Finché non saranno terminate le operazioni, condotte dall'aeronautica americana, di recupero dei pezzi
del caccia e della successiva bonifica, un'area di 150 metri di diametro attorno al punto di impatto sarà
considerata “zona rossa”; no solo, tutti gli interessati e i testimoni sono stati intimati al silenzio, gli sono
stati sequestrati oggetti e vestiario ed ancora s'è venuti a sapere che una certa quantità di idrazina
(tossica e cancerogena) è fuoiriuscita dopo l'impatto.
Questi sono i costi che siamo costretti a pagare per subire la presenza sul nostro territorio di una struttura militare che è diventata la più importante base nucleare d’Europa e che è lì a ricordarci il rapporto di sudditanza dell’Italia alla politica estera degli Stati Uniti.
Sono anni che denunciamo i rischi per le popolazioni dovuti alle esercitazioni giornaliere degli aerei che decollano dalla base di Aviano. Aerei che inquinano la nostra aria, la nostra terra e che violentano le nostre vite con il loro rumore assordante. Abbiamo scritto articoli, fatto raccolte di firme, presentato esposti, ma nulla è servito a fermare queste macchine infernali e la logica aberrante che le sottende. Giudici accondiscendenti che archiviano gli esposti; Amministratori che hanno paura a dire una parola di troppo per non inimicarsi le gerarchie militari; Imprenditori sempre pronti a fare i propri interessi calpestando quello comune. E invece di difendere la salute pubblica, il territorio e la vita, si preferisce mettersi sull’attenti e farsi nominare “comandanti onorari”.

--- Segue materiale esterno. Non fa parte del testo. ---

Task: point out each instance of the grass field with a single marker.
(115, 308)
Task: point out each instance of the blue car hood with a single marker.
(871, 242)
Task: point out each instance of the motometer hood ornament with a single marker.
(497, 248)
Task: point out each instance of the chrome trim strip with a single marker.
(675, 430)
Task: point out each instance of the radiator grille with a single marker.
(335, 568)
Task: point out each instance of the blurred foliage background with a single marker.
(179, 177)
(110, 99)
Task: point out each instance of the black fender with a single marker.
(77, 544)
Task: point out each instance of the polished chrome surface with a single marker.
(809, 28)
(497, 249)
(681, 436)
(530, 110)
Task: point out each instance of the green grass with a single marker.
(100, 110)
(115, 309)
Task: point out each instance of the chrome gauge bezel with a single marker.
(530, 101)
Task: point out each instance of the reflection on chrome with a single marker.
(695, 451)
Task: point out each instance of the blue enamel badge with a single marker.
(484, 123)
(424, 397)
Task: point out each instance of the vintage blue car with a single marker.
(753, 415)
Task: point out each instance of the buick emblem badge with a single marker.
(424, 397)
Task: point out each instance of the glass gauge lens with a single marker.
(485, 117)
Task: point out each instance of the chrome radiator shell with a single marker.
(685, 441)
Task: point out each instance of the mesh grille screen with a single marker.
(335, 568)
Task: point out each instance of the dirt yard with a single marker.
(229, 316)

E’ giunto il momento anche per noi di alzare la testa. A Vicenza la popolazione ci sta dando un bella lezione di resistenza civile contro l’apertura di una nuova base militare. Come a Vicenza, anche qui ad Aviano e nella provincia di Pordenone, è tempo di manifestare la nostra ostilità allo scempio di territori usati come servitù militari, dimostrando una lungimiranza che sempre appartiene alla popolazione.
Per questo, la proposta della conversione ad uso civile di queste aree, per affermare il diritto a riappropriarci del nostro destino e per essere protagonisti nelle scelte che ci riguardano, è nata da comitati e movimenti, in un cammino che non può che allargarsi e coinvolgere tutti.

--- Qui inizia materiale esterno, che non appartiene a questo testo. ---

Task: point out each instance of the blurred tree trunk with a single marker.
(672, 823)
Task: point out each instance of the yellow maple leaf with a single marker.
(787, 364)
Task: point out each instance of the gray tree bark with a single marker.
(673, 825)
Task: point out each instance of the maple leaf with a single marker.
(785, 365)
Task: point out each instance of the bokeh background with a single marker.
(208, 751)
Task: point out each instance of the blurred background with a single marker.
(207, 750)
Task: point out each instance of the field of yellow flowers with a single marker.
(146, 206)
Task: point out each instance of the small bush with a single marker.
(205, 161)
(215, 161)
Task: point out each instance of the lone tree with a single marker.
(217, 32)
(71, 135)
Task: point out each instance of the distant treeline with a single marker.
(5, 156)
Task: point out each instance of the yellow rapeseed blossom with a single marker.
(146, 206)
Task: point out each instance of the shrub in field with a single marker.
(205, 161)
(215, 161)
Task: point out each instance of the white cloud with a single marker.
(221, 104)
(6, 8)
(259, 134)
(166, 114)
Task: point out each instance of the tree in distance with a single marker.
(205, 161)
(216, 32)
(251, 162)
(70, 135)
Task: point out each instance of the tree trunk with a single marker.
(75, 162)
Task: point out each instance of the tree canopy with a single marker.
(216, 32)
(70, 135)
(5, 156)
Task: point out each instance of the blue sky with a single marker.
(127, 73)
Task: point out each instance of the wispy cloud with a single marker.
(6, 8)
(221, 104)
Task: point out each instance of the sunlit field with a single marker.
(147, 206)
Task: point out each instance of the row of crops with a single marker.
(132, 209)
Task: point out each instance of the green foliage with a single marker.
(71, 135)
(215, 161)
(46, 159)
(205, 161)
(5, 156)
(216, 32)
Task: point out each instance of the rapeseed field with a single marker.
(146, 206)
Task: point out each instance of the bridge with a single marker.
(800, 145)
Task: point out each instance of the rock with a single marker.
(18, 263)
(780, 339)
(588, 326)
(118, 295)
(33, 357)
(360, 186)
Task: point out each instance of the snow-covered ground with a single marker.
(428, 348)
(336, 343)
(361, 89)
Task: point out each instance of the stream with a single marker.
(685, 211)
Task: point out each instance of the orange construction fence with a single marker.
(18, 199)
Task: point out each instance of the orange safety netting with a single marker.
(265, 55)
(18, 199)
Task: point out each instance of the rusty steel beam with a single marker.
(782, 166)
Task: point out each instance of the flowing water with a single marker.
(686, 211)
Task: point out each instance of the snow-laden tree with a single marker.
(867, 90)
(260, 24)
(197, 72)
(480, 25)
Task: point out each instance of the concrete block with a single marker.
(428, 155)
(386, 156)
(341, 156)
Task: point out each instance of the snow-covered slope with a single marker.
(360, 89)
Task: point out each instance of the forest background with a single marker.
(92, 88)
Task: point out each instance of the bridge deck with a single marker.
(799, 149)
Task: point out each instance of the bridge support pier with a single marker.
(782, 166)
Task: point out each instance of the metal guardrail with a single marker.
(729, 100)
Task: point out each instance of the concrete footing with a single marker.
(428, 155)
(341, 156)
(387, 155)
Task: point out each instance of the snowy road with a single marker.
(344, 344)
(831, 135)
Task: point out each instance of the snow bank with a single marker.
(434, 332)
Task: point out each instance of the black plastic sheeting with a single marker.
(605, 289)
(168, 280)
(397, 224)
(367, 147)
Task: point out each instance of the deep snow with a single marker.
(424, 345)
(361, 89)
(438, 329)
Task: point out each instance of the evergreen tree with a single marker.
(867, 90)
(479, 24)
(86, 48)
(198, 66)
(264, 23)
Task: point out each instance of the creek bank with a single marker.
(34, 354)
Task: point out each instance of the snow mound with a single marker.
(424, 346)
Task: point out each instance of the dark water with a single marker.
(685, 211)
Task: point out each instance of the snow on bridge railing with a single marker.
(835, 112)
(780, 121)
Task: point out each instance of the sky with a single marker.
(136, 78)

Ribadiamo quanto anacronistica e miope sia la politica attuale di molti sindaci che ancora non hanno compreso la necessità di ripensare il futuro diAviano senza questo enorme “buco nero” che la base rappresenta, restituendo questa vasta area nuovamente viva e utile alla collettività.
Non aspettiamo altri Cermis e cominciamo la conversione preventiva!